Crystal Smith, a WVU professor who helped organize the gathering, said the first phase of the renovation should be completed next month.
“The ISHA event was the first since the facelift,” Smith said.
She teaches animal and nutritional sciences in WVU’s Davis College of Agriculture, Natural Resources and Design, which is also home to an equestrian studies minor.
“Well, we are obviously very excited,” she said of the two-day event, which wrapped up Sunday.
“We have schools here from Rhode Island to California.”
Mutual trust
Counting Knisley, there were 90 riders in all, putting horses through a regimen which included the aforementioned lope (not quite a gallop), plus jumping and other precision maneuvers, such as turning, jumping, stopping and even backing up, mid-stride. Knisley’s earlier compliment about Sam’s work on rail meant she was pleased he felt comfortable enough with her at the reins to skirt the barricades of the area, where horses often get spooked.

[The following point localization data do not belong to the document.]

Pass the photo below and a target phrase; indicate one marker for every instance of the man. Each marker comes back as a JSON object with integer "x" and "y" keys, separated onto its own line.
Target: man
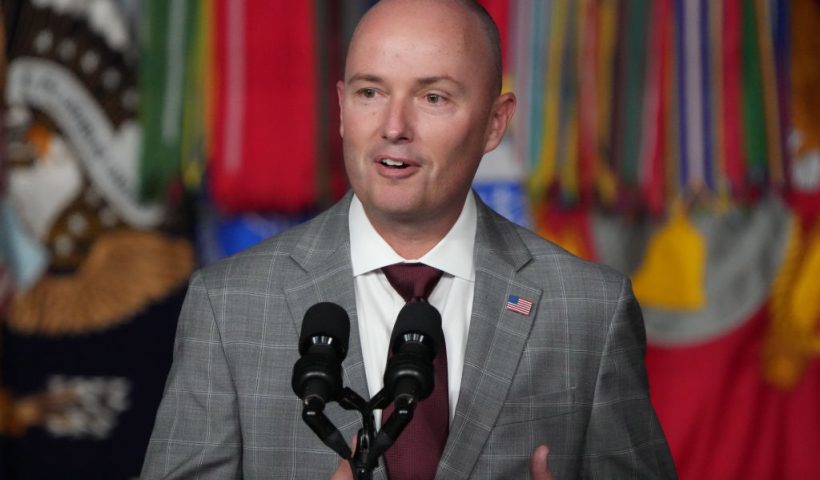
{"x": 420, "y": 105}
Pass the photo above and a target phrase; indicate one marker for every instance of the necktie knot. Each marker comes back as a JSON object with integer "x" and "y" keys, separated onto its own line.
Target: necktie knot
{"x": 413, "y": 281}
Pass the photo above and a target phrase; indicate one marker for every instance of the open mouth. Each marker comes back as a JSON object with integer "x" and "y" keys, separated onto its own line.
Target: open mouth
{"x": 387, "y": 162}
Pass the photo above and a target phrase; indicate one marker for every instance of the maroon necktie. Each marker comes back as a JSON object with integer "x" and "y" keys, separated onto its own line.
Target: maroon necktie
{"x": 416, "y": 453}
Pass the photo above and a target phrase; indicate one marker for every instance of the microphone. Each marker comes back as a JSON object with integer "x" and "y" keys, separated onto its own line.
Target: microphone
{"x": 317, "y": 375}
{"x": 417, "y": 334}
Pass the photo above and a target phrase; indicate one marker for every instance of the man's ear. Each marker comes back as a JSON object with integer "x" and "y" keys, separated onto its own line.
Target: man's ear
{"x": 340, "y": 90}
{"x": 500, "y": 116}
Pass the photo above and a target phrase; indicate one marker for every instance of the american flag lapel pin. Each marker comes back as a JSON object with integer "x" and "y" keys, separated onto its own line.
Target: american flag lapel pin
{"x": 519, "y": 305}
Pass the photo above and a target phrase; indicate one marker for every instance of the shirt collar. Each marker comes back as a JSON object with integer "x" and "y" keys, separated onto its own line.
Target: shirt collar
{"x": 453, "y": 254}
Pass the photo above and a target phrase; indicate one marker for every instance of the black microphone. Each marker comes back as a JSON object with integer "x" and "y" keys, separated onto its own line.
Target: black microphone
{"x": 417, "y": 334}
{"x": 317, "y": 375}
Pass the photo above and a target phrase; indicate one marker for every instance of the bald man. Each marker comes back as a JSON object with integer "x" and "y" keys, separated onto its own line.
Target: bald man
{"x": 554, "y": 385}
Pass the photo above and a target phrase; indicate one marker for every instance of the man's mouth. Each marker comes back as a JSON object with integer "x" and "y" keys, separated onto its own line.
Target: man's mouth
{"x": 389, "y": 162}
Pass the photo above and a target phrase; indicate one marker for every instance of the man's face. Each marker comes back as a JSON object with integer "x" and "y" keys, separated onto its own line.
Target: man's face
{"x": 417, "y": 111}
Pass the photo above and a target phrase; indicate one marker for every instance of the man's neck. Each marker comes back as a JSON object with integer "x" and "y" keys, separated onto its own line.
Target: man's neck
{"x": 413, "y": 239}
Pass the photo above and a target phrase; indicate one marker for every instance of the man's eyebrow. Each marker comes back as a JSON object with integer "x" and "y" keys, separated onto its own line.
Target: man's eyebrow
{"x": 365, "y": 77}
{"x": 424, "y": 81}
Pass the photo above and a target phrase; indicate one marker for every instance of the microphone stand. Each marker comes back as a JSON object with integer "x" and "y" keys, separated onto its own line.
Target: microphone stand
{"x": 369, "y": 445}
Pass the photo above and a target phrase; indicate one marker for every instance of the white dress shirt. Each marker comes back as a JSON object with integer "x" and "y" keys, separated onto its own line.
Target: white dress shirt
{"x": 378, "y": 304}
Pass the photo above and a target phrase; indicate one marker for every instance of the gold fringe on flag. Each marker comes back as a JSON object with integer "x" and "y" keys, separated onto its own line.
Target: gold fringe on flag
{"x": 125, "y": 271}
{"x": 794, "y": 337}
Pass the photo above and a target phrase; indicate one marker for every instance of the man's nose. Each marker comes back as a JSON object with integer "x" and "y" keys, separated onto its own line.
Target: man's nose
{"x": 398, "y": 121}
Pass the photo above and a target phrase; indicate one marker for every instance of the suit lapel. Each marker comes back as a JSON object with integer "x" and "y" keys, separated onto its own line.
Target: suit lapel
{"x": 324, "y": 254}
{"x": 495, "y": 343}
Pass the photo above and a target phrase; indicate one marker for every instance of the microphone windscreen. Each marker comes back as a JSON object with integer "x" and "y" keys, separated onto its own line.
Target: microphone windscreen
{"x": 325, "y": 319}
{"x": 419, "y": 317}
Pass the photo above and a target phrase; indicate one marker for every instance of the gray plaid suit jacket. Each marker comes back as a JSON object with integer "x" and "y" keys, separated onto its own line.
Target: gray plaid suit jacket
{"x": 570, "y": 374}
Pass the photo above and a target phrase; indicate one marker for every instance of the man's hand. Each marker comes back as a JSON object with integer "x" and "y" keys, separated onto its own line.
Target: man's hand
{"x": 343, "y": 471}
{"x": 539, "y": 467}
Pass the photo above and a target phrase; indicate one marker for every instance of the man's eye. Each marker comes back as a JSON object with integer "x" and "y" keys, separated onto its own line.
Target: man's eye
{"x": 434, "y": 98}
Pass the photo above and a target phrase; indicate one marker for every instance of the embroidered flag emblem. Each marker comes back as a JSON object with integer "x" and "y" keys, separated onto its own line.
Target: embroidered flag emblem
{"x": 519, "y": 305}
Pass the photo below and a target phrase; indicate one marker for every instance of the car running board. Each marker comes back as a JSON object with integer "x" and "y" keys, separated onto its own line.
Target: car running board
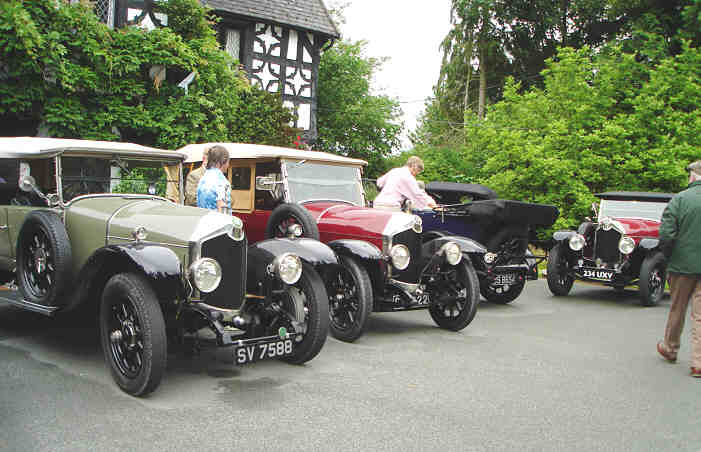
{"x": 14, "y": 298}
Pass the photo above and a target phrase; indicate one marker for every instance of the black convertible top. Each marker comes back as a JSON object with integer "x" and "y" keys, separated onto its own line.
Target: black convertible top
{"x": 636, "y": 196}
{"x": 451, "y": 192}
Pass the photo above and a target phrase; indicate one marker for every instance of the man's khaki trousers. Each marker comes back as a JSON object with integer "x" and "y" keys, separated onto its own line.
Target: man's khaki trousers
{"x": 684, "y": 289}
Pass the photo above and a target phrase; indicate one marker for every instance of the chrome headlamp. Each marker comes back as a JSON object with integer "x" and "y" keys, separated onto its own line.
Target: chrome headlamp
{"x": 236, "y": 232}
{"x": 626, "y": 245}
{"x": 418, "y": 224}
{"x": 288, "y": 267}
{"x": 452, "y": 253}
{"x": 577, "y": 242}
{"x": 400, "y": 256}
{"x": 206, "y": 274}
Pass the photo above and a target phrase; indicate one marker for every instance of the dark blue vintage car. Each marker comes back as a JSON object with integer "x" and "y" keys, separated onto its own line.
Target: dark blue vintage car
{"x": 503, "y": 227}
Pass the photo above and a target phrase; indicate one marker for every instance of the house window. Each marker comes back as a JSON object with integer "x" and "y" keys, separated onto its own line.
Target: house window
{"x": 104, "y": 9}
{"x": 232, "y": 43}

Perhaps the ultimate equestrian challenge came in the fact that the riders and their horses didn’t know one another — until it was time to enter the arena.
Local breeders and other teams supply the horses for IHSA events. Knisley and Sam, for example, made their acquaintances about five minutes before show time.
“You’re sizing up the horse, and he’s sizing you up, as well,” Knisley said. “I’m thinking he holds back a little bit,” she said of Sam, “but the next person who rides him will figure that out.”
Back in the saddle (again)
When it comes to being a horsewoman, meanwhile, Knisley doesn’t hold back at all — even if she does have a major at Ohio State, which, at first glance, doesn’t seem like it would fit the saddle at all.
Knisley, a Chillicothe, Ohio, native who has been riding since she was 2, is a fashion merchandising senior who has gotten her outfits dirty more than once in competition.
At the WVU farm on Sunday, Knisley was done out in the standard uniform: A crisp Stetson, an ornately beaded jacket and boots buffed to a high shine.Once during a competition, she remembered, with a rueful chuckle, she took a nasty spill in the arena, which bucked the bling from her ensemble.
“Yeah, I ended up with a mouthful of sand. Which was better than what it could have been.”